Researchers have modelled the worst potential impacts of the so-called Xylella fastidiosa pathogen, which has killed swathes of trees in Italy and currently poses a dire threat to olive plantations in Spain and Greece, the biggest exporters of olive oil.

In a new study, published in the scientific journal the Proceedings of the National Academy of Sciences (PNAS), researchers modelled different scenarios, including what would happen if all olive harvests ceased due to tree death.
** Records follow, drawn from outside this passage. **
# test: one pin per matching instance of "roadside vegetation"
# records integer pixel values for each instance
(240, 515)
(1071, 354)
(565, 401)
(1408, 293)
They compared this worst case scenario with one that features replanting with resistant varieties, and came to estimate that in Spain, for instance, if the infection were to expand, the losses could amount to €17 billion over the next 50 years.

A similar scenario in Italy would bring about losses amounting to over five billion euros, while in Greece, the losses are projected to stand at just under two billion.

If the rate of the infection is slowed down by means of mechanical intervention (like, for instance, removal of weeds in spring), or resistant olive types are planted instead, then these sums would be markedly reduced, although the negative impact on consumers, primarily in terms of olive oil pricing, would still be there.

"The expected effect could be that there would be a shortage of supply", said lead author Kevin Schneider from Wageningen University in the Netherlands.

"And I would expect that if prices go up, consumers will be worse off".

Transmitted by sap-sucking insects such as spittlebugs, Xylella is deemed as one of the most dangerous pathogens for plants, with no cure for the disease known to date.

Along with olive trees, the pest can infect cherry, almond, and plum trees; however, given the fact that it was first discovered in 2013 in trees in Puglia, Italy, it has since been associated with olives. The disease has brought about devastating fallout in Italy, with an estimated 60% decline in crops.

The pathogen blocks water and nutrient transmission in trees, which gradually wither and die after being deprived of the essential life-sustaining elements.